I working on my site in development mode and I am having a hard time understanding the routing system of drupal. If I wanted to have a calender for my users would I make a template file and add the functions to template.php ( in the theme ) or do I make a module that would handle the functions with a tpl file in the module and draw that into a layout ( page template )? If this is done, do I also make checks on the url to tell page.tpl what content to show?
For an item to show up in a menu do I need to make a tpl.php file for the menu item? To me anyways it's pretty confusing. I have been reading making modules in drupal 6 and building robust websites with drupal 6. I am pretty good in algebra and do understand classes, functions and arrays. Should I drop reading the books and read the core code instead?
I am used to just building regular layout template files ( usually static headers and footers ) and pulling in the content ( albeit sidebars, blog content and whatnot ). I think maybe I might be over thinking this aspect of drupal.

Comments

dnewkerk’s picture

Yep I think you're over-thinking things :) No worries though.
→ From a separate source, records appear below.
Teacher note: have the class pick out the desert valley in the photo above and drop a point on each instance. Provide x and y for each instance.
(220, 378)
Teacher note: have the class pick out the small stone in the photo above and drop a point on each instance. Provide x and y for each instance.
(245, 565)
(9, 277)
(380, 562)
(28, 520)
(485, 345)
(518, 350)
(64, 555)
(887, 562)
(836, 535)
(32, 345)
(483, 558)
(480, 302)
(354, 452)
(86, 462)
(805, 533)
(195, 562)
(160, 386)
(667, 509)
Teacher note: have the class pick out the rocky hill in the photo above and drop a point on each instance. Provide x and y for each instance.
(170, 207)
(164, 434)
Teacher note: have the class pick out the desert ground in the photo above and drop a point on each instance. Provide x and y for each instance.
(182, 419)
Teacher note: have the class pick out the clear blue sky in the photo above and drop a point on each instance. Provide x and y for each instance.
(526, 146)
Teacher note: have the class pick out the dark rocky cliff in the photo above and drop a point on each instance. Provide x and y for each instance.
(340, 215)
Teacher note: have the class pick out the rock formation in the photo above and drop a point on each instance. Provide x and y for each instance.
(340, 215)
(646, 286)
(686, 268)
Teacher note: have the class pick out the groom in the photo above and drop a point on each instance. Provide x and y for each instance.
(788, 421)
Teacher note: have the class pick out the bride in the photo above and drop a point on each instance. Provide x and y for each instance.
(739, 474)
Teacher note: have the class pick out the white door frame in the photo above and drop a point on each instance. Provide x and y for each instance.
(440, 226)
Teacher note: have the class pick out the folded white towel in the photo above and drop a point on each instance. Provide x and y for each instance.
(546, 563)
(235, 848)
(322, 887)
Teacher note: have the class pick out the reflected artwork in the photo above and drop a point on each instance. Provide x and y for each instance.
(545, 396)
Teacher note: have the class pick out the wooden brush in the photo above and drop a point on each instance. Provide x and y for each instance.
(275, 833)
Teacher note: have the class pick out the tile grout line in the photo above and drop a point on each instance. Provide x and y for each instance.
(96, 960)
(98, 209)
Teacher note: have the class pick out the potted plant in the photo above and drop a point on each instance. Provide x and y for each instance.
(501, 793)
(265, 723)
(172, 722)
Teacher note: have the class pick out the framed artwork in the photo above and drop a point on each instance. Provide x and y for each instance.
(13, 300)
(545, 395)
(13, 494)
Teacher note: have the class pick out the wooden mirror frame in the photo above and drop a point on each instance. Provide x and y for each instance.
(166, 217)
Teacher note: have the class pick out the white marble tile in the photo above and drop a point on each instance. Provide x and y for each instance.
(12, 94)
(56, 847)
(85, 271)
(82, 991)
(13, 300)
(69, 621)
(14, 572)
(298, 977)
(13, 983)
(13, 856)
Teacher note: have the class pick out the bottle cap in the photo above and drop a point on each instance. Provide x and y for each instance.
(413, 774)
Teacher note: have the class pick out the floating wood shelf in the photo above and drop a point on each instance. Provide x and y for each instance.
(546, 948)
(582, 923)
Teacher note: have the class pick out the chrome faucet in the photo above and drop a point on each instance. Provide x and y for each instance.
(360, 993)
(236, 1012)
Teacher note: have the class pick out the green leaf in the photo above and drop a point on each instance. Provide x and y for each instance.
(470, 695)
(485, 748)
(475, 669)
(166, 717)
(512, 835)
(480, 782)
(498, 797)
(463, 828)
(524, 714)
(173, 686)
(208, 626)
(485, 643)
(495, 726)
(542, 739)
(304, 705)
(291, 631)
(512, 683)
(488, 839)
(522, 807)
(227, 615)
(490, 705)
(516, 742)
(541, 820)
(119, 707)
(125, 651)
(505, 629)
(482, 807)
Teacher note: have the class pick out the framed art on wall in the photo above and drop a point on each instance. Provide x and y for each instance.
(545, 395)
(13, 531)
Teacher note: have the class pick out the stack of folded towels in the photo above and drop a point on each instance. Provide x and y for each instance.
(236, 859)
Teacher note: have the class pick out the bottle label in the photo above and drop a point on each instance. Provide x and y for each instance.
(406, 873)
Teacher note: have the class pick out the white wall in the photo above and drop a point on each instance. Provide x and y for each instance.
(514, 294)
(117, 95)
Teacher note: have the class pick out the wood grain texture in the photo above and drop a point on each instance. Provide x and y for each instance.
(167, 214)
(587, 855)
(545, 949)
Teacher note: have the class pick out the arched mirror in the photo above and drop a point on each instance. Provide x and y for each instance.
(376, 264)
If you want to make a calendar, the way to do it is with Calendar module - which is a way of presenting nodes from Content types (CCK module) that have a date field added (DateAPI module), using Views module, the data of which is "presented" in a calendar format (but could just as well be presented as a list, table, RSS feed, or whatever you want). No programming or templates (other than for theming purposes) are required. Here's a video on setting up the calendar: http://www.drupaltherapy.com/node/76

For a piece of content (called a node) to show up in a menu, you can simply choose where to place it in the menu while you create or edit the content, using the "Menu settings" option. Or you can go to the main menu managing page at admin/build/menu and add or customize any menu items you want by specifying a name for the menu item, and a URL that leads to the page. You can also add a Views pages or other URLs to the menu (in Views you can do so either through its own interface, or just the same way you do with other pages in the main Menus page).

By using a few key modules (namely CCK and Views, and various field types/expansions you can plug into those), unless you need to program custom functionality that is not otherwise possible, you can create highly custom Drupal sites with little to no programming (besides theming, which is about 90% plain HTML and CSS, and just a tiny bit of PHP to draw in Drupal's dynamic variables where they need to appear). If you want to get into custom Drupal module development, contributing patches, etc then definitely please do... though just letting you know that if you don't want to do that, you can get a very long way with Drupal without actually writing any code.

Read some of the lessons on my Drupal guides link which should help get you going in the right direction.